The free-standing fence, designed to 'deter, detect and delay intruder activity', is advertised as being capable of operating in 'full time lethal mode' or alternating between lethal and non-lethal modes. The company lists Egypt, Korea, Mexico and countries in the Middle East amongst its clients.

Scotland Yard says the device would be illegal for use in the UK and Amnesty International is urging the UK government to immediately investigate the matter and to take concrete steps to prevent companies promoting and marketing products that would inherently facilitate arbitrary killing or torture.

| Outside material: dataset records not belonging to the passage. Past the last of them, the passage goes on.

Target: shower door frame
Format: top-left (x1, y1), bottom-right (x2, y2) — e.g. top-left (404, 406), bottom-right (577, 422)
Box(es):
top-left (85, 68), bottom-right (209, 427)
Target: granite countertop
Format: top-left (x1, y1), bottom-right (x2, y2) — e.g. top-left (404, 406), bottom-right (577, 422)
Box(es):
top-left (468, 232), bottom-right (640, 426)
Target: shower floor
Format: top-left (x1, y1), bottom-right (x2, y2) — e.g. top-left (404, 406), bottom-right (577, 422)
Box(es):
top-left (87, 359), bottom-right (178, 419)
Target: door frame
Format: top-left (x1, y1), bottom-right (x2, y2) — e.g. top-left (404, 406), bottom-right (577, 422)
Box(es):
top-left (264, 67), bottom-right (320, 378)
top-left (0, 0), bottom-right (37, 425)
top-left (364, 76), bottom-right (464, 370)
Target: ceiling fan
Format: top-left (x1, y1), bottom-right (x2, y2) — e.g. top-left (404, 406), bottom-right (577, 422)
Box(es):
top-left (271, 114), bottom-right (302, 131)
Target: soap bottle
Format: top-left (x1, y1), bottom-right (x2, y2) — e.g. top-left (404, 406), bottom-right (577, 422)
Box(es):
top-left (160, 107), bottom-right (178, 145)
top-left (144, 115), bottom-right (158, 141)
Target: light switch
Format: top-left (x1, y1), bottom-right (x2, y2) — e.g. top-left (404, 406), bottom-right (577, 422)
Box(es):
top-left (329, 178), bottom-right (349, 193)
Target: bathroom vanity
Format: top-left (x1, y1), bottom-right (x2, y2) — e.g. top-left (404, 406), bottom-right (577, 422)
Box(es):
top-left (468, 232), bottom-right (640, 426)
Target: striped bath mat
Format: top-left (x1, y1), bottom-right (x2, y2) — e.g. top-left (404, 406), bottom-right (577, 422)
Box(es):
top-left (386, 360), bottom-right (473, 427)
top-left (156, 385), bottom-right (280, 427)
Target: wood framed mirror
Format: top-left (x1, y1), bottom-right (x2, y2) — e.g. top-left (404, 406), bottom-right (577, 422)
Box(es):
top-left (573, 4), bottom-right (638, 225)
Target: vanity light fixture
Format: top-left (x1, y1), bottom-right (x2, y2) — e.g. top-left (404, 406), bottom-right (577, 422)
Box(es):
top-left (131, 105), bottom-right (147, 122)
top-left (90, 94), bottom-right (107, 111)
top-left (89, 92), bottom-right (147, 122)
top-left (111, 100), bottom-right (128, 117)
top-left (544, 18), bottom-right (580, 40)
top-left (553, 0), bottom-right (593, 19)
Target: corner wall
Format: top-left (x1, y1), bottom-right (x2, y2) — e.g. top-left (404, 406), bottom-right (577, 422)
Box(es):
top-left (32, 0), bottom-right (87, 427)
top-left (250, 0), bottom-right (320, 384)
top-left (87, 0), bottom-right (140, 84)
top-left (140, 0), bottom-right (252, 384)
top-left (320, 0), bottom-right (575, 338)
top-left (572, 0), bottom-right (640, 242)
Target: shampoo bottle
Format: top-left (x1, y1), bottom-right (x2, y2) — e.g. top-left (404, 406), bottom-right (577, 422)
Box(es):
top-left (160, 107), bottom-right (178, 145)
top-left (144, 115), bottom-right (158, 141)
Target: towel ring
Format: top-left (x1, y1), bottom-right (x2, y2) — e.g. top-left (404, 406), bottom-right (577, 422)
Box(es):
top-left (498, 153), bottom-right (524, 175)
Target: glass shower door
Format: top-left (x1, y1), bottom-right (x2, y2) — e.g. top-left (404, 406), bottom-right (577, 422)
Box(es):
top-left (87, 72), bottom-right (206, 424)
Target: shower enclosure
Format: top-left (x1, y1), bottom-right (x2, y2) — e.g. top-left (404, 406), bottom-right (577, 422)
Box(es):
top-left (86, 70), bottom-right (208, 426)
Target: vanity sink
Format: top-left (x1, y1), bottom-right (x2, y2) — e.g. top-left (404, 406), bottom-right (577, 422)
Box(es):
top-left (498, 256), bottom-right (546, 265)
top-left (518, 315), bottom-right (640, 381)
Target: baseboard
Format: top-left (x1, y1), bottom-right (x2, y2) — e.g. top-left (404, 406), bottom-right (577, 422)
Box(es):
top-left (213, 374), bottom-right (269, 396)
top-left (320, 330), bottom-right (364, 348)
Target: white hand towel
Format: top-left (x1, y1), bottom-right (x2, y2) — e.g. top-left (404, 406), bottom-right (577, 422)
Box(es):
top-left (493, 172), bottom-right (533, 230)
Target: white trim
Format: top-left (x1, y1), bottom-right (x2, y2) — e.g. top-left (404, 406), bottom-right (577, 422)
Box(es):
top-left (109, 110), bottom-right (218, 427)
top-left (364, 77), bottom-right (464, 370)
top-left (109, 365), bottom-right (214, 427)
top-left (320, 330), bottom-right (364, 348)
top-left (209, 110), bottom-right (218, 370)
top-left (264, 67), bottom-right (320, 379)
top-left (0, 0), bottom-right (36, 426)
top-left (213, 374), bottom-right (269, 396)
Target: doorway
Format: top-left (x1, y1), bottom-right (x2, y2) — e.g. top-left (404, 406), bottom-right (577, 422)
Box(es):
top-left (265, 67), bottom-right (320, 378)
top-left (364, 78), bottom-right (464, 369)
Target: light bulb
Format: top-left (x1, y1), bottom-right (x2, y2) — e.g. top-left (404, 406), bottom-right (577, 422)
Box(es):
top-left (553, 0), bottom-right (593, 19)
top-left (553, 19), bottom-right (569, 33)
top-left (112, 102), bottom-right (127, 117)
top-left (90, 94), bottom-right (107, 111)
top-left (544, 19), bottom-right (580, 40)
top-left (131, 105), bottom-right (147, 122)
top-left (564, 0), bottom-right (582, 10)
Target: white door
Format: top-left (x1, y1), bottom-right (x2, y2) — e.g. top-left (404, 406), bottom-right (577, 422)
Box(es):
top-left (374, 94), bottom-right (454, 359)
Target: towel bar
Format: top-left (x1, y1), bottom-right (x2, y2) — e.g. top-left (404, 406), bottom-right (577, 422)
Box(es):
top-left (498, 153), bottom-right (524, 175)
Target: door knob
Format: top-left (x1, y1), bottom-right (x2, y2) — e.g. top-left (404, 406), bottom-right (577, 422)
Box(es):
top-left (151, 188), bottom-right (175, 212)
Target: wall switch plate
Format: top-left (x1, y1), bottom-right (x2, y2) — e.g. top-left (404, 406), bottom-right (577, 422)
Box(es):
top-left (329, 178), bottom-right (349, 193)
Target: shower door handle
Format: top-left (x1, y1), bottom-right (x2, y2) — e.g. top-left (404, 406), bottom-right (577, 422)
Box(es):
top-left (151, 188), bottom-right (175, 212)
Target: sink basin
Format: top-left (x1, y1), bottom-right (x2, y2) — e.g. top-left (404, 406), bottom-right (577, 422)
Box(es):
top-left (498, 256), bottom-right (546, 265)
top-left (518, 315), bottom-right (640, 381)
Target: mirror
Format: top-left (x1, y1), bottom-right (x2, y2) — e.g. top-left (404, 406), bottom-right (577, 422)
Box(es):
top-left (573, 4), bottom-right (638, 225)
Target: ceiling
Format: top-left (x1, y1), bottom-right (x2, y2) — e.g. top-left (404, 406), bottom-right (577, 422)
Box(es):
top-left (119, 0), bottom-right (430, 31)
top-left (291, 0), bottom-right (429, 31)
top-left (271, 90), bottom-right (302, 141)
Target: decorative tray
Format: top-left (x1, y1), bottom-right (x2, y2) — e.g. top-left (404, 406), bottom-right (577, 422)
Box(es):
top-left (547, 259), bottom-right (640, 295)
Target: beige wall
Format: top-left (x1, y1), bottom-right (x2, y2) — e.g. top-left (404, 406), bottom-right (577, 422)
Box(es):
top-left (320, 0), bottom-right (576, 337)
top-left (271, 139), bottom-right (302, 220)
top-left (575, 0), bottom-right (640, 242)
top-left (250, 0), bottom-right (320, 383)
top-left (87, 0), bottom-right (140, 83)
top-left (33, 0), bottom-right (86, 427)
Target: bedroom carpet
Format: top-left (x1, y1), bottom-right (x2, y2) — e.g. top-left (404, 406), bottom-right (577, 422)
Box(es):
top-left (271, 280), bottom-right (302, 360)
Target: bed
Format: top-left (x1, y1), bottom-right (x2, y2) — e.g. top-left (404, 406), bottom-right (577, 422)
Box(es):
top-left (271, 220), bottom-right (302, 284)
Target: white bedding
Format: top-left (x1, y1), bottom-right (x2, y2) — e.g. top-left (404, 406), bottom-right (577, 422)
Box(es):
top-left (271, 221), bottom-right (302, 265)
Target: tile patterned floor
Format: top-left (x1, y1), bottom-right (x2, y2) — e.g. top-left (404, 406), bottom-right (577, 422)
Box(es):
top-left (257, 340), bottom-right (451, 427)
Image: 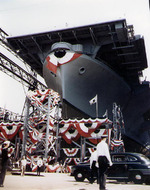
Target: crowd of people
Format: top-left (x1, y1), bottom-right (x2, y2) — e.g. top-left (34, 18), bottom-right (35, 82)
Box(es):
top-left (0, 135), bottom-right (112, 190)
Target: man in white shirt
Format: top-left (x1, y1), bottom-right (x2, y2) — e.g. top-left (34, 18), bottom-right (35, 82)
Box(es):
top-left (89, 148), bottom-right (97, 183)
top-left (37, 157), bottom-right (43, 176)
top-left (97, 135), bottom-right (112, 190)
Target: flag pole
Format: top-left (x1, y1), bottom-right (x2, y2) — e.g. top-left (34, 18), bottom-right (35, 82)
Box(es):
top-left (96, 94), bottom-right (98, 118)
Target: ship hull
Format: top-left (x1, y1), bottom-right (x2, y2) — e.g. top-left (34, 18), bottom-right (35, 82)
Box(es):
top-left (43, 51), bottom-right (131, 117)
top-left (43, 43), bottom-right (150, 151)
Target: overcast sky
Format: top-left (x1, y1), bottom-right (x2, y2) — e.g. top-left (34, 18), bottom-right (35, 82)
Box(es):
top-left (0, 0), bottom-right (150, 113)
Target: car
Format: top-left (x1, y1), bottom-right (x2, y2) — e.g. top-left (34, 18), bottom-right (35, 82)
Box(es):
top-left (71, 152), bottom-right (150, 184)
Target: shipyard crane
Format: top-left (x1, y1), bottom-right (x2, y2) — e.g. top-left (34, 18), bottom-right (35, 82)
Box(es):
top-left (0, 28), bottom-right (47, 89)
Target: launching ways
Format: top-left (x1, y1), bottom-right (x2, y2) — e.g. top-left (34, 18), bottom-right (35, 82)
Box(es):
top-left (0, 26), bottom-right (123, 169)
top-left (17, 89), bottom-right (124, 161)
top-left (0, 89), bottom-right (124, 170)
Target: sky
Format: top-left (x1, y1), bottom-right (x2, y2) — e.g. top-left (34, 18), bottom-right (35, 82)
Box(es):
top-left (0, 0), bottom-right (150, 114)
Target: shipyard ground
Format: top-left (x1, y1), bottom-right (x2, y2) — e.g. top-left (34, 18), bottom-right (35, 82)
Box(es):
top-left (0, 173), bottom-right (150, 190)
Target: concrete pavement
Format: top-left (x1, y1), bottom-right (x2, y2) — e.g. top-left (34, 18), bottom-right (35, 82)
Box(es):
top-left (0, 173), bottom-right (150, 190)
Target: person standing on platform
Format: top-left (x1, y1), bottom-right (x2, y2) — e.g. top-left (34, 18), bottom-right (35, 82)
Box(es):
top-left (37, 157), bottom-right (43, 176)
top-left (89, 148), bottom-right (97, 183)
top-left (97, 135), bottom-right (112, 190)
top-left (21, 156), bottom-right (27, 176)
top-left (0, 141), bottom-right (10, 187)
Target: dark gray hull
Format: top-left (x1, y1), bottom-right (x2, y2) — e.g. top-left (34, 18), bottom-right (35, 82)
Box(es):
top-left (43, 51), bottom-right (131, 117)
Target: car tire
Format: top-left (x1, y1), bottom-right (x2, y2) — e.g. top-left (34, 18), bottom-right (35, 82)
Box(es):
top-left (130, 171), bottom-right (144, 184)
top-left (74, 171), bottom-right (85, 181)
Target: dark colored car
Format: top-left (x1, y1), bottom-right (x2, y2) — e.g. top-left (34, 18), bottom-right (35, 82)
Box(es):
top-left (71, 152), bottom-right (150, 183)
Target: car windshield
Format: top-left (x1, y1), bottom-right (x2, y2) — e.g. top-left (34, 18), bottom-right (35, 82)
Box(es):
top-left (141, 155), bottom-right (150, 164)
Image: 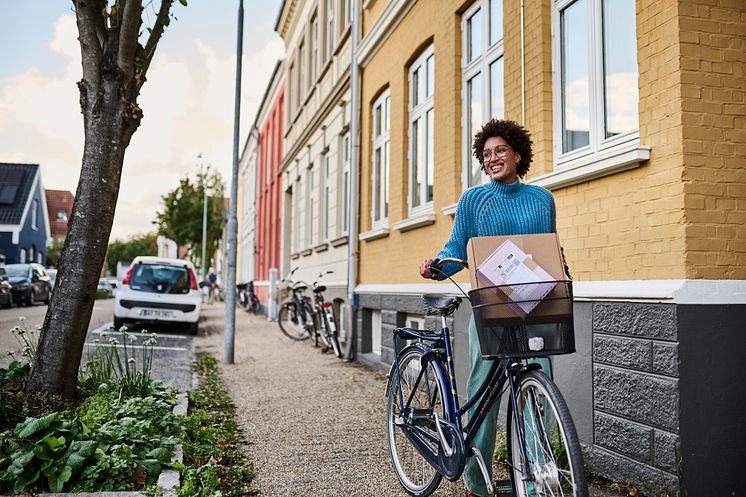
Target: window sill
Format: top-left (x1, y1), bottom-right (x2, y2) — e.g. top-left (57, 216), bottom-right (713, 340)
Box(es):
top-left (358, 226), bottom-right (389, 242)
top-left (526, 143), bottom-right (650, 190)
top-left (440, 202), bottom-right (458, 216)
top-left (329, 235), bottom-right (347, 247)
top-left (391, 210), bottom-right (435, 232)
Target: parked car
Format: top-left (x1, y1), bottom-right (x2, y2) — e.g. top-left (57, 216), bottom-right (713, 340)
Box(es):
top-left (5, 262), bottom-right (52, 305)
top-left (114, 256), bottom-right (202, 335)
top-left (0, 266), bottom-right (13, 308)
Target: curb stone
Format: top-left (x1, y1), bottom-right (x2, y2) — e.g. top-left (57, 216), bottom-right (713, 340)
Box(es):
top-left (0, 392), bottom-right (189, 497)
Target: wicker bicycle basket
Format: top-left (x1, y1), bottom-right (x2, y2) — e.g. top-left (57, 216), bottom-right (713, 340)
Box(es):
top-left (469, 280), bottom-right (575, 359)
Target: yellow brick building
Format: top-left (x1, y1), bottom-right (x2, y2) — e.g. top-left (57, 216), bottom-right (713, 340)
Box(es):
top-left (356, 0), bottom-right (746, 495)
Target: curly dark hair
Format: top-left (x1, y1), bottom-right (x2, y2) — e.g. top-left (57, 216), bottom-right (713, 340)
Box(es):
top-left (472, 119), bottom-right (533, 178)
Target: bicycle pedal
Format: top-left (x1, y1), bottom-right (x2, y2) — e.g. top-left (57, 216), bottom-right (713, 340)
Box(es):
top-left (492, 480), bottom-right (515, 497)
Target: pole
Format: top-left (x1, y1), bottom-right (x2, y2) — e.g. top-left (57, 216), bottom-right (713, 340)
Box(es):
top-left (223, 0), bottom-right (243, 364)
top-left (200, 161), bottom-right (207, 281)
top-left (344, 0), bottom-right (360, 361)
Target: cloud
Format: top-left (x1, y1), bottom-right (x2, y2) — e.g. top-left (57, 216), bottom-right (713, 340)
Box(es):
top-left (0, 9), bottom-right (284, 239)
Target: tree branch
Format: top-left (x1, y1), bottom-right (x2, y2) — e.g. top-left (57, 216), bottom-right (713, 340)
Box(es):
top-left (117, 0), bottom-right (142, 80)
top-left (73, 0), bottom-right (103, 92)
top-left (139, 0), bottom-right (174, 85)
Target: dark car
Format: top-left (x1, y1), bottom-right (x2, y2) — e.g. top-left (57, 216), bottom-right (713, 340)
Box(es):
top-left (0, 266), bottom-right (13, 307)
top-left (5, 262), bottom-right (52, 305)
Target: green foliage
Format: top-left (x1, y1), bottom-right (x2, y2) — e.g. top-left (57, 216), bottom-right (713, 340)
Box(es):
top-left (154, 167), bottom-right (225, 269)
top-left (47, 238), bottom-right (65, 267)
top-left (82, 326), bottom-right (160, 397)
top-left (177, 356), bottom-right (257, 497)
top-left (106, 233), bottom-right (158, 274)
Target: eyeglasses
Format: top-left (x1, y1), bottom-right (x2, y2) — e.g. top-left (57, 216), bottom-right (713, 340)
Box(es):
top-left (482, 145), bottom-right (510, 162)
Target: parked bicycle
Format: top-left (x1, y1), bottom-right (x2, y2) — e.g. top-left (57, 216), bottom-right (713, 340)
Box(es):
top-left (277, 267), bottom-right (318, 345)
top-left (236, 281), bottom-right (262, 314)
top-left (312, 271), bottom-right (342, 358)
top-left (386, 258), bottom-right (588, 497)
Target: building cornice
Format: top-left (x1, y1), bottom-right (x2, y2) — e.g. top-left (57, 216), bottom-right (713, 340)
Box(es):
top-left (358, 0), bottom-right (417, 67)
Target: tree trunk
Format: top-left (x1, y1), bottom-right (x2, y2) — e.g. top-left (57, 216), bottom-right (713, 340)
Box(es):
top-left (26, 54), bottom-right (141, 400)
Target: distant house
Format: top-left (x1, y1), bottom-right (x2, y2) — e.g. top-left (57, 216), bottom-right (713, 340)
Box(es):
top-left (0, 162), bottom-right (51, 264)
top-left (44, 190), bottom-right (75, 240)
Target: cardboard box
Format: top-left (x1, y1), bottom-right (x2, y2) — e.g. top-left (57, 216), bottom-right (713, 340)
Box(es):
top-left (466, 233), bottom-right (572, 325)
top-left (477, 240), bottom-right (557, 316)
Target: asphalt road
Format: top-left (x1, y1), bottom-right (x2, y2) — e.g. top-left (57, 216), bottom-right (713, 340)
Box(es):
top-left (0, 299), bottom-right (193, 390)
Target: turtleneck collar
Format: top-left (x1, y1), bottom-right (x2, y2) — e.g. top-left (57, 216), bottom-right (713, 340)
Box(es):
top-left (487, 178), bottom-right (523, 196)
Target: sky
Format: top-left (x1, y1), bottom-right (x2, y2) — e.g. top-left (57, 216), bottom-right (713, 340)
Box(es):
top-left (0, 0), bottom-right (285, 240)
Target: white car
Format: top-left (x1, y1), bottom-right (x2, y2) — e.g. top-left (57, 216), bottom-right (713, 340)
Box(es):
top-left (114, 256), bottom-right (202, 335)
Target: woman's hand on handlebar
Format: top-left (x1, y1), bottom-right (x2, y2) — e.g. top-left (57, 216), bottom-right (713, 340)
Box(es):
top-left (420, 259), bottom-right (435, 280)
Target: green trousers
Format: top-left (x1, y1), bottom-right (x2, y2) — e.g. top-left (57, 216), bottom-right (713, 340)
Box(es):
top-left (464, 317), bottom-right (552, 497)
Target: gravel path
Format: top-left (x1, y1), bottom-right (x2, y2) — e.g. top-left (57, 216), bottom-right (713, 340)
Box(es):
top-left (194, 304), bottom-right (626, 497)
top-left (195, 306), bottom-right (464, 497)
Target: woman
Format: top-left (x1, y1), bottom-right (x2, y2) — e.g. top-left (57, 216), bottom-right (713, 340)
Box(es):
top-left (420, 119), bottom-right (556, 497)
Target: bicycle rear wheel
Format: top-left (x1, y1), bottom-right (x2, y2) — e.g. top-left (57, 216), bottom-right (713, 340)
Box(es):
top-left (277, 301), bottom-right (308, 341)
top-left (508, 371), bottom-right (588, 497)
top-left (386, 347), bottom-right (447, 497)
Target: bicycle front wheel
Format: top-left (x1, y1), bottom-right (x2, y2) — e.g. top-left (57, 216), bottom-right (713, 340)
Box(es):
top-left (508, 371), bottom-right (588, 497)
top-left (386, 347), bottom-right (447, 497)
top-left (277, 301), bottom-right (308, 340)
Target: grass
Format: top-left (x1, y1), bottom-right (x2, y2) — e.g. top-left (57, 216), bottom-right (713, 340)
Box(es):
top-left (177, 356), bottom-right (258, 497)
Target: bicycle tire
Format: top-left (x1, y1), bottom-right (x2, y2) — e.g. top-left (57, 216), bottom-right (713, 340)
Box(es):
top-left (507, 371), bottom-right (588, 497)
top-left (324, 310), bottom-right (342, 359)
top-left (303, 302), bottom-right (319, 347)
top-left (277, 300), bottom-right (308, 341)
top-left (386, 347), bottom-right (448, 497)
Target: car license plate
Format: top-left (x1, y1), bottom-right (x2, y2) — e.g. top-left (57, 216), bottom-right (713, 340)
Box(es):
top-left (140, 309), bottom-right (174, 319)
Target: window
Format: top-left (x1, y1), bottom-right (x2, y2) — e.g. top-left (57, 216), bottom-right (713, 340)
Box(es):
top-left (310, 13), bottom-right (319, 87)
top-left (296, 42), bottom-right (307, 103)
top-left (553, 0), bottom-right (639, 159)
top-left (306, 164), bottom-right (316, 247)
top-left (409, 45), bottom-right (435, 211)
top-left (324, 0), bottom-right (336, 61)
top-left (31, 199), bottom-right (39, 229)
top-left (320, 154), bottom-right (331, 241)
top-left (461, 0), bottom-right (505, 189)
top-left (338, 131), bottom-right (352, 233)
top-left (371, 90), bottom-right (391, 228)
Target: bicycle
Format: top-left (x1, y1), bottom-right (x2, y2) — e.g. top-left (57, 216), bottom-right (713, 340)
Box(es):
top-left (277, 267), bottom-right (318, 340)
top-left (386, 258), bottom-right (588, 497)
top-left (312, 271), bottom-right (342, 358)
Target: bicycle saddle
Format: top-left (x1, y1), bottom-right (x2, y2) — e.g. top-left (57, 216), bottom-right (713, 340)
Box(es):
top-left (422, 294), bottom-right (461, 316)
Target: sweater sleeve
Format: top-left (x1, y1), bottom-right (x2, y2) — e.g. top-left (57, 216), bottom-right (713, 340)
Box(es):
top-left (435, 190), bottom-right (476, 280)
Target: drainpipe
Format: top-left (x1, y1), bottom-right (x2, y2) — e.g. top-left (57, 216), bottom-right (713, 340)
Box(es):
top-left (521, 0), bottom-right (526, 126)
top-left (344, 0), bottom-right (360, 361)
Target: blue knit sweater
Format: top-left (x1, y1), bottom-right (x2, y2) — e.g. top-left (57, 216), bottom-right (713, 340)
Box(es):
top-left (437, 179), bottom-right (557, 279)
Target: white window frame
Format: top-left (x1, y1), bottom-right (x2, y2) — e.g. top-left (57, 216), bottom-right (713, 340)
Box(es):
top-left (461, 0), bottom-right (505, 190)
top-left (31, 199), bottom-right (39, 231)
top-left (309, 12), bottom-right (319, 88)
top-left (370, 89), bottom-right (391, 229)
top-left (531, 0), bottom-right (650, 188)
top-left (324, 0), bottom-right (337, 62)
top-left (407, 45), bottom-right (435, 218)
top-left (337, 131), bottom-right (352, 235)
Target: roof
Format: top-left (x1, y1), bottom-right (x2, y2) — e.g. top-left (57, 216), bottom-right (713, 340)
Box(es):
top-left (0, 162), bottom-right (39, 225)
top-left (44, 190), bottom-right (75, 238)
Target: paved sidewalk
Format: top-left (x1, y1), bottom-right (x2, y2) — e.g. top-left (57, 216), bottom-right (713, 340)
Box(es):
top-left (195, 304), bottom-right (464, 497)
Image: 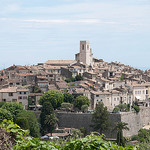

'Even in the current security climate the penalty for trespass is not execution,' said Director of Amnesty International UK Kate Allen. 'The UK Government should not be allowing companies to promote equipment that would violate international human rights standards.'

Amnesty International is pointing out that a device capable of killing someone with an electric shock upon arbitrary application of a switch or timer is contrary to the UN Basic Principles on the Use of Force and Firearms. These state that lethal force should not be used except when strictly unavoidable in order to protect life. The use of force must also be to the minimum extent required under the circumstances.

According to the DeTekion's sales material, 'on alarm detection, the system can switch to lethal mode instantly or after a programmable short time delay.'

The conference – which ran from May 13-16 - was supported by the British Security Industry Association (BSIA).